There is a daughter (Isabelle Huppert), who waltzes in from time to time, cries and expresses concern, but is no help at all. Georges hires a nurse who, like many nurses, is equipped with miraculous kindness. But as Anne deteriorates, he needs to hire a second nurse. This nurse is not kind. She combs Anne's hair like a child abusing a doll. She then forces Anne to look at herself in the mirror, patronizing her like a child, falsely insisting that she is beautiful. This incident is appalling: an intelligent, independent woman, trapped in an unresponsive body, at the mercy of an ignorant, indifferent and slightly sadistic nurse. It is a banal kind of sadism, and therefore all the more cruel, since it pretends to pass as care. Georges fires the nurse, and she accuses him of meanness, which is the height of injustice after what he has done for his wife. She also squeezes him for more money. It is revolting, and an example of the kind of harsh emotional violence that Haneke likes to inflict on the audience. But in Amour cruelty is tempered by the grace and thoughtfulness of George's care, by the defiant dignity of Anne, and by the equally unflinching look at the bond between Anne and George.

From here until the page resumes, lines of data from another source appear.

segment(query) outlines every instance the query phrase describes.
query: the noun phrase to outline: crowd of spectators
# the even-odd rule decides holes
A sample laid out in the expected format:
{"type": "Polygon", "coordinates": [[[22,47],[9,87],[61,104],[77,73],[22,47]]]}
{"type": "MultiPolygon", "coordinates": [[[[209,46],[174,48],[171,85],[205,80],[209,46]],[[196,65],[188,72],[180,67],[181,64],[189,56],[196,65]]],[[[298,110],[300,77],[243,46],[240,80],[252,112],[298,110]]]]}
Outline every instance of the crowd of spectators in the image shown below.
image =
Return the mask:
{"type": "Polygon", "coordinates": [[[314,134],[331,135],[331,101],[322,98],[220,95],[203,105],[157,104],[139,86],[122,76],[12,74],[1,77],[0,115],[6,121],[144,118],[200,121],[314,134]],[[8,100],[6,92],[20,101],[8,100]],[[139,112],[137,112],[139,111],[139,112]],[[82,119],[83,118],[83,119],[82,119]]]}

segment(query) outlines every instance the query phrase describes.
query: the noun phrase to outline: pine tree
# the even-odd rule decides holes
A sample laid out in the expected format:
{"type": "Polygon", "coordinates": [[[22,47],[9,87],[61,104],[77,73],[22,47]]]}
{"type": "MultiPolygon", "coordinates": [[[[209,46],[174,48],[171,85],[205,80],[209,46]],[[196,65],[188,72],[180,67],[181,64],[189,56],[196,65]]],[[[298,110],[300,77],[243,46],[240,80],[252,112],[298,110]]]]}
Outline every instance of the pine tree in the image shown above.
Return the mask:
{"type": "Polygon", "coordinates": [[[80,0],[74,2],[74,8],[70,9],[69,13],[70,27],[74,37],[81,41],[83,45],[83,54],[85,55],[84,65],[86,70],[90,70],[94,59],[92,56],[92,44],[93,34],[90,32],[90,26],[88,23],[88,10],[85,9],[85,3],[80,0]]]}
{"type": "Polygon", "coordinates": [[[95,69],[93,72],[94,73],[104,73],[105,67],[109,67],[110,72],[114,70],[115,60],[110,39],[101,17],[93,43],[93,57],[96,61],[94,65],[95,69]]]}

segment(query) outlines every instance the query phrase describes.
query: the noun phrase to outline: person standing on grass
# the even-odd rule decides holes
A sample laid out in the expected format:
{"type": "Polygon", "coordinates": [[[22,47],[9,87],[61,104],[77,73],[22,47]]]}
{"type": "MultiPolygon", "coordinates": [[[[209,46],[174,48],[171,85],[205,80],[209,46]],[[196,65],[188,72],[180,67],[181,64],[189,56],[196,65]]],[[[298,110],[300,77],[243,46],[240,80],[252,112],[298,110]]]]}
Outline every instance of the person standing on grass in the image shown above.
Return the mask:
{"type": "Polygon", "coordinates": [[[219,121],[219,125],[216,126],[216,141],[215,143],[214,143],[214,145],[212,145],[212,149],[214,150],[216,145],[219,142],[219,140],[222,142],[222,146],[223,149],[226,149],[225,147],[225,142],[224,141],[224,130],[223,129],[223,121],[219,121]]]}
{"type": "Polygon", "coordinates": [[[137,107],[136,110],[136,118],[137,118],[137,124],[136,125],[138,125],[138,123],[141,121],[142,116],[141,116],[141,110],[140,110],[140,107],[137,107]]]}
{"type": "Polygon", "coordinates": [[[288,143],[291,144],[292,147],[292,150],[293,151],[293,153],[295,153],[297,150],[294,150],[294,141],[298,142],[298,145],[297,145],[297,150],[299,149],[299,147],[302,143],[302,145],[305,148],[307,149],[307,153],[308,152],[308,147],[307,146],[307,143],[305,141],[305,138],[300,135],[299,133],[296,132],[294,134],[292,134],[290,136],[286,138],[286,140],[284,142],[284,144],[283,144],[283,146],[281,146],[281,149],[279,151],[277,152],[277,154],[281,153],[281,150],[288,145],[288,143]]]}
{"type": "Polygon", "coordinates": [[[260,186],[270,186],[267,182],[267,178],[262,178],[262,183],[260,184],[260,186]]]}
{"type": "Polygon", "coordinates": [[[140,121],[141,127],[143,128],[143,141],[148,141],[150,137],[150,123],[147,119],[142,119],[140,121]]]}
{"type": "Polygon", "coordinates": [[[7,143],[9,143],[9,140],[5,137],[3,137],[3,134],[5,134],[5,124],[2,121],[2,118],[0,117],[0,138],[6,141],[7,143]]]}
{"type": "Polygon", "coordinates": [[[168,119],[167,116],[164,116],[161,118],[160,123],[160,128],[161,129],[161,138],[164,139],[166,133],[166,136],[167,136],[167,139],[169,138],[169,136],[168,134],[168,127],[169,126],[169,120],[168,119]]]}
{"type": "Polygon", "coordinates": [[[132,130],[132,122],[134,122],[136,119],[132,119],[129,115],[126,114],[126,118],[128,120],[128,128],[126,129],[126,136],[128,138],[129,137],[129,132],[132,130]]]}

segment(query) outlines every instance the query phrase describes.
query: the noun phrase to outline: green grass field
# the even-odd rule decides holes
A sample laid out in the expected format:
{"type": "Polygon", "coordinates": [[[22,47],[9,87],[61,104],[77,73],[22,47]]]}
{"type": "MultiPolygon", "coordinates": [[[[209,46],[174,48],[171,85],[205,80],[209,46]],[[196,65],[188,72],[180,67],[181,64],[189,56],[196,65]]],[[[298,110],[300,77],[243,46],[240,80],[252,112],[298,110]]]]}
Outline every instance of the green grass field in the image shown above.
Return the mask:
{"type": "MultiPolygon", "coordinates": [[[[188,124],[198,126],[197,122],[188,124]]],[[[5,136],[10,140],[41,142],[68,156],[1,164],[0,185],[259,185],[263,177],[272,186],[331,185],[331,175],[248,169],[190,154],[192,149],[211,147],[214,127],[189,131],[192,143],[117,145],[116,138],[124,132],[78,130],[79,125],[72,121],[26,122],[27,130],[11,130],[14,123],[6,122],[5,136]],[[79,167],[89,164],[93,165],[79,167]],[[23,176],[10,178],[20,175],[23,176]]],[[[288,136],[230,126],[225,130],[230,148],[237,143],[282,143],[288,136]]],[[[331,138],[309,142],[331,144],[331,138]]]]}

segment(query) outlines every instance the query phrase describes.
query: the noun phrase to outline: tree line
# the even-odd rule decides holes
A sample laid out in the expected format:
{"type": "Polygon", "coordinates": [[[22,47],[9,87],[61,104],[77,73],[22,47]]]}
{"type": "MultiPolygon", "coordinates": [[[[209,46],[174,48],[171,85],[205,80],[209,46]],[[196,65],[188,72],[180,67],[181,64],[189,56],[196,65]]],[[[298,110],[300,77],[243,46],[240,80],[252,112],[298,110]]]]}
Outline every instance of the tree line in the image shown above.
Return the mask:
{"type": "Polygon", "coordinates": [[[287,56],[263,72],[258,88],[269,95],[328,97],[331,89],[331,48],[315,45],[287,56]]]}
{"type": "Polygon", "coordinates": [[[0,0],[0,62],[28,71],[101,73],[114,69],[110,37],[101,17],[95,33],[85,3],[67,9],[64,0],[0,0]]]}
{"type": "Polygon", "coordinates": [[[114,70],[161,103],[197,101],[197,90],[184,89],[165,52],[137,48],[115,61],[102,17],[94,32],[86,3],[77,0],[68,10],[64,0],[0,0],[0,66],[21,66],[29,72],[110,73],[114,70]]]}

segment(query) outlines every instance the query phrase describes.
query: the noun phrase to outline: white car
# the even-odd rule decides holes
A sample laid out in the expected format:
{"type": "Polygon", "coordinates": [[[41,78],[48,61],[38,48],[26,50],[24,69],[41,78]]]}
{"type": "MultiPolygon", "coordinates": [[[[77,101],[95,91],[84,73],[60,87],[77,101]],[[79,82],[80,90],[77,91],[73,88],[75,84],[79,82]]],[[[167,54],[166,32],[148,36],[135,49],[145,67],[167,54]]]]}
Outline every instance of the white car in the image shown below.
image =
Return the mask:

In the end, Anne's suffering becomes unbearable for both of them. A shocking, violent act of mercy is delivered both by Georges and the director bluntly, but with deliberate care. It is both brutal and civilized, harsh and tender; a beautiful, terrible scene. And so, throughout Amour (as in life, perhaps) we cling to the small yet enormous moments of grace that float like buoys amid the unforgiving waves of suffering. In his last two films, Haneke has allowed mercy and tenderness to take root among his usual explorations of depraved indifference. It started in The White Ribbon, and has fully bloomed in Amour. He happens to be as masterful and unflinching an observer of love as he is of cruelty. Amour is a transcendent film.